From a starting point in the Fertile Crescent, archaeological evidence suggests that the transition from food-gathering cultures to food-producing cultures progressed gradually across Asia and Europe.
The earliest evidence of agriculture and animal domestication in southern Asia has been dated to around 9500 BCE, implying that these practices may have started earlier. By 7000 BCE, the Tigris and Euphrates river valleys (today in Iraq and Iran) as well as Syria, Israel, Lebanon, and Jordan had firmly established a way of life based on farming and settled settlements.
Farmers raised barley and wheat, as well as sheep and goats, which were eventually augmented by cattle and pigs. Their ideas went northward from the Middle East along two routes: through Turkey and Greece into central Europe, and then through Egypt and North Africa to Spain.
Farming settlements first developed in Greece around 7000 BCE, and over the next four millennia, farming spread across the continent. The Mesolithic, which lasted until after 3000 BCE in Britain and Scandinavia, was a lengthy and slow shift.
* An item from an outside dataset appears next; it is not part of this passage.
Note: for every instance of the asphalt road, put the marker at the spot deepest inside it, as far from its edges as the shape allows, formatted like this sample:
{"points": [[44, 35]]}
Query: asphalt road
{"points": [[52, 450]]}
By 5000 BCE, Neolithic technologies had expanded eastward to India's Indus River valley.
Around 3500 BCE, millet and rice farming villages arose in China's Huang He (Yellow River) basin and Southeast Asia.
In the New World, Neolithic lifestyles were developed independently. From 6500 BCE onwards, corn (maize), beans, and squash were gradually domesticated in Mexico and Central America, while sedentary village life did not begin until much later, around 2000 BCE.
The Neolithic was followed by the Bronze Age in the Old World, when human communities discovered how to combine copper and tin to make bronze, which replaced stone as a tool and weapon.